Sunday, May 12, 2013

Draft One - When We Reach the Sunset - Prologue


I've started some mild work on book three. 

Whaat?? 

Yeah, I know, I should really work on those query letters, go over a few more drafts of Reaching Home, and do some editing before I work on the plot for my third novel, but I decided it's time for editing and me to break up for a while. We'll get back together in a few weeks. 

My third book is called When We Reach the Sunset, and it's a historical fiction novel. I started work on it when I was twelve, and I still love the plot. So... I'm rewriting it, doing a lot of research (poor librarians... you should see the pile of books I have waiting for me), and hopefully I'll finish it up in a few months. I'm really excited about this one, guys. 

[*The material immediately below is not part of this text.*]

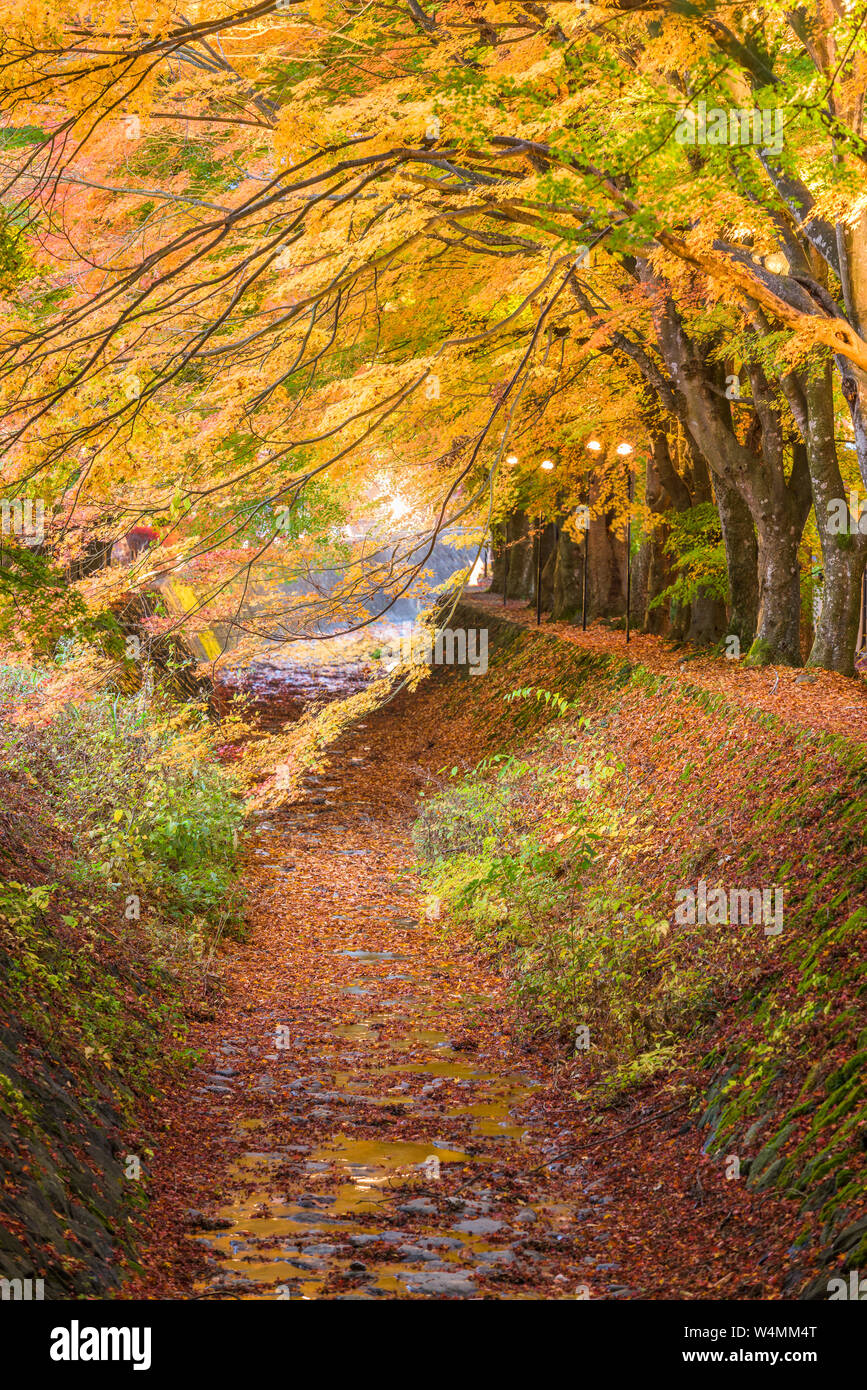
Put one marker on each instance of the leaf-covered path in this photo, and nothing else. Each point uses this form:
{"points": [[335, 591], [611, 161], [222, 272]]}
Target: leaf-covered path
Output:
{"points": [[373, 1118]]}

Here is a preview. I'll probably use something similar to this for my prologue, but keep in mind, it's only my first draft. 

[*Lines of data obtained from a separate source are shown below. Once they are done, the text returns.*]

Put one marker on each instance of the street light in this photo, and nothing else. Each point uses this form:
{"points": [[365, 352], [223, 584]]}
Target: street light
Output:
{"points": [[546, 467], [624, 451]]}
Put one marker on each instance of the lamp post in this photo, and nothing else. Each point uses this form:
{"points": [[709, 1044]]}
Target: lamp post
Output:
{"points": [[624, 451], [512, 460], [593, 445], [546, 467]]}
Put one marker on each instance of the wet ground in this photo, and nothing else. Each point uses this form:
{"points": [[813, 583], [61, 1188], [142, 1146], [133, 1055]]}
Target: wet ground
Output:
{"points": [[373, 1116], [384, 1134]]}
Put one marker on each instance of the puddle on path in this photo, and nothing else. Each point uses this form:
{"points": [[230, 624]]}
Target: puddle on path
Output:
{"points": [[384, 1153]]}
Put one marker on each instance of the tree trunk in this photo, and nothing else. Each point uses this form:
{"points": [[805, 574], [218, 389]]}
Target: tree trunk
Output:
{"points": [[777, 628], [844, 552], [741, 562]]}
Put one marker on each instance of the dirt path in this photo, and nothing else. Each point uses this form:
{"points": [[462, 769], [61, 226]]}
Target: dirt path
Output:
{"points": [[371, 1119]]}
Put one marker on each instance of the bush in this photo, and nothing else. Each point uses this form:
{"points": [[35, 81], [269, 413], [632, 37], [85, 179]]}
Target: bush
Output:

What's your opinion? Does it sound interesting to you? Where would you take this plot?

  
                                                                      ***

“How dare you?” The sober head of a nine-year-old schoolgirl peeped over the white-washed fence. Her face was bright red from the awe and terror of the situation, and her cheeks and eyes were pinched into a plump, teary sort of ball.
I wanted to laugh, but waited for the cue from Ezekiel. He stood in the center of the crowd of boys, acting as leader and ringmaster. Nobody minded. He had sandy hair and eyes the color of the midday sky, and his height was climbing well for a fourteen-year-old. His mighty fine looks were complimented by his mighty fine leadership skills, and those complimented by mighty fine manners… but only when grown-ups were around.
Ezekiel clutched his belly and let out a hoot that could probably be heard by the King of England himself, if’n his court were quiet enough to listen. That I doubted. I let out a holler too, and slapped one of the older boys on the back. He slapped me right on back good naturedly, and golly, I jest about fell over.
“It’s not funny!” the girl shrieked, now fully bawling. She reached up to wipe her eyes, but must have lost her grip in the process, because that wrinkled potato of a face disappeared from sight and we heard a kind of clatter on the other side of the fence.
We all whooped for a while longer, slapped our knees, and even let ourselves fall to the ground in heaps of laughter. When finally we calmed down, Ezekiel and Caleb added the final touches to mustache and beard they’d so tastefully smeared over the china doll’s chin with black ink. We’d already cracked her head, leavin’ a gash of broken china that ran down her forehead and eyebrow. That would teach Hazel to slam a door in my face.
There was a squeak from Hazel’s end of the fence, and Ezekiel tossed her doll over the boards . It probably broke both its legs on the way over. “There you go,” he called with a dry cackle. “If you know what’s right for you, you’ll run the next time we come near you.”
Muffled sobs traveled to our ears, and we heard the girl shift her position. Her face peeped over the top of the fence again, weepy and pitiful. “My momma gave me this dolly,” she choked. “I’m gonna tell teacher on you.”
“You tell teacher, and you’ll see this and nothing more afterward.” He stepped up to her, threateningly and flashed a strong fist in her face. She choked again and fell to the ground.
My momma gave me this dolly.
A pang of regret pierced my soul. When I teased, I was accepted by the guys. I was popular. Ezekiel’s best friend had to live up to his image, didn’t he? And if anyone saw me hang back, he might drop our friendship. I might be shunned.
I’d never regretted my actions before.
My momma gave me this dolly.
Hazel’s momma died three years ago after the birth of her ninth son. The family was wallowing in debts and poverty, and there was no hope for a new doll. The boys laughed around me. I tried to laugh too, but I couldn’t find the voice. My fingers shook, and I sat down on a nearby barrel, letting the scene pass like a blur around me.
But they laughed. If I expected to have friends, I had to follow.
So I followed.
I buried the regretful emotion deep inside my heart and resolved not to pull it out again. Then I laughed.  
It was one of the worst decisions I ever made.